How to trespass

Reviewing the sometimes-confusing law surrounding Texas’s “trespass to try title” cause of action, Brumley v. McDuff reasoned: “In substance and effect, the Brumleys sued for title to the disputed property. In describing their claim as an ‘action to quiet title,’ the Brumleys did not nullify the substance of their adverse possession allegations. A suit that seeks to resolve a title dispute is, in effect, an action in trespass to try title, whatever its form.

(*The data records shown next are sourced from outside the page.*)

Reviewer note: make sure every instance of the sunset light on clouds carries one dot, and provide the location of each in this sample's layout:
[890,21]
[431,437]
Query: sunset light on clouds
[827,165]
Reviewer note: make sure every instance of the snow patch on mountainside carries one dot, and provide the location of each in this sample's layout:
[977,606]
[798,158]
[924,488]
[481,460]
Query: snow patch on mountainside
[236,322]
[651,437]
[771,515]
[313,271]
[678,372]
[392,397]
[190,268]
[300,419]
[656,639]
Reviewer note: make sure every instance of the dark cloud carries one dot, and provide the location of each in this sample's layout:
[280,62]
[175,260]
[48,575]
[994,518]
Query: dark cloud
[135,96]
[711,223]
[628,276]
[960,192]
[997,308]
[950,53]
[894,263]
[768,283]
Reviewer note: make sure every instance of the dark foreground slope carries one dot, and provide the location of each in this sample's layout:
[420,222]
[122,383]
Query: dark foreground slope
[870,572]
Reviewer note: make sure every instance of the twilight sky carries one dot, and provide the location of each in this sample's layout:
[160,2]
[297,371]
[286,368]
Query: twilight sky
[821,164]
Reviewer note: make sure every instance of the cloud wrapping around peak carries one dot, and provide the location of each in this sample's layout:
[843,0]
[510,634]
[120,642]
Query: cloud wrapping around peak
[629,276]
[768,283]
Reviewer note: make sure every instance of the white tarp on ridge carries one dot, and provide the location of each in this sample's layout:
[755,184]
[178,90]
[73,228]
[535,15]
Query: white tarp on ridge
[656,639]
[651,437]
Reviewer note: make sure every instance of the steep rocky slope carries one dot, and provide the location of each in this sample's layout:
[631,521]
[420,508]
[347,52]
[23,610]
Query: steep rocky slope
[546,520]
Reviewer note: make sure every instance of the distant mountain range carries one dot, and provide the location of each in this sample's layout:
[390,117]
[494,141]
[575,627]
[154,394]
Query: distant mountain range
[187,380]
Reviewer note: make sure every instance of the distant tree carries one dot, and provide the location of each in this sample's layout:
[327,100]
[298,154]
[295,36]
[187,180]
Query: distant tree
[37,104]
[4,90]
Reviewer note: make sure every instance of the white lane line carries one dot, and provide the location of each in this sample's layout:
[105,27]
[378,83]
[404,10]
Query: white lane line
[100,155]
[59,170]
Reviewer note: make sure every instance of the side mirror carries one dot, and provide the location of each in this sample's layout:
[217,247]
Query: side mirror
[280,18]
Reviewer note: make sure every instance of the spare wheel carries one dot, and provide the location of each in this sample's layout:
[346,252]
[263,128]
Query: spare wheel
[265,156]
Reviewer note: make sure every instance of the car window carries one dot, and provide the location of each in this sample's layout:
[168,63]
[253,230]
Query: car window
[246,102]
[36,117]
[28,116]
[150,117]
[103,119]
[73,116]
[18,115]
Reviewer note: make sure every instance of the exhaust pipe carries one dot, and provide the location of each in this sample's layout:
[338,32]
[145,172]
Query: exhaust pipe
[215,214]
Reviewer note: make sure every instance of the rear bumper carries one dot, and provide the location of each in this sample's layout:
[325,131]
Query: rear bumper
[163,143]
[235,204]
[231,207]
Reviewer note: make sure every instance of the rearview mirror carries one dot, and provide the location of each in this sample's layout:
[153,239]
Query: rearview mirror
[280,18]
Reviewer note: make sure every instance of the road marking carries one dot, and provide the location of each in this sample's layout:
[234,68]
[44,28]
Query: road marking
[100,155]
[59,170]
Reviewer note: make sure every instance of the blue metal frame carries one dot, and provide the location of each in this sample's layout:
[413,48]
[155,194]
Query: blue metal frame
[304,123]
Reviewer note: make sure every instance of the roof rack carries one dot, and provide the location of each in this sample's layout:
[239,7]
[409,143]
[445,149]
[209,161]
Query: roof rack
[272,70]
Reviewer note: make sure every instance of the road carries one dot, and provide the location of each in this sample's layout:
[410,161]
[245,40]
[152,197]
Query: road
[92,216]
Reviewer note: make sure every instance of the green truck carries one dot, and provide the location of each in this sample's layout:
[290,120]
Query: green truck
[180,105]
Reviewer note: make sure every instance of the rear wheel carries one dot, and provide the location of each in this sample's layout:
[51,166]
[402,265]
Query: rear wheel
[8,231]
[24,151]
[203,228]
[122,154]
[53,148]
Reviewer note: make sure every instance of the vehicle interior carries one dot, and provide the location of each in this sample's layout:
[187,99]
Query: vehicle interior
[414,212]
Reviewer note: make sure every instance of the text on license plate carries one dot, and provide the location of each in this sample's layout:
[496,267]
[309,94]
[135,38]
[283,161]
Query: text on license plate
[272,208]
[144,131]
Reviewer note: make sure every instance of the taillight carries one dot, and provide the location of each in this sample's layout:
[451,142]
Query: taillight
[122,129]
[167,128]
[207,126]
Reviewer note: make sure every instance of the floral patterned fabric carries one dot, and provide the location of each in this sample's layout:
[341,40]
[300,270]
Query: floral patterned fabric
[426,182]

Much as a party does not turn a trespass-to-try-title dispute into a declaratory-judgment action through artful pleading, a party does not forfeit its trespass-to-try title-action by inartfully naming it.” No. 19-0365 (Feb. 5, 2021) (footnotes omitted).

Title?

“According to the special warranty clause at issue here, Cochran assumed the risk for a failure or defect of title that resulted from an individual claiming the property by, through, and under Cochran, but not otherwise. So while we recognize that the covenant of seisin and a warranty of title are conceptually distinct obligations, at bottom the deed’s language expressly limits liability for a failure of title, regardless of whether that failure of title falls within the scope of the covenant of seisin. Thus, reading the deed as a whole, we hold that it contains a qualifying expression that limits the scope of Cochran’s liability for a failure of title—including in the form of a breach of the covenant of seisin.” Chicago Title v. Cochrane Investments, No. 18-0676 (June 19, 2020).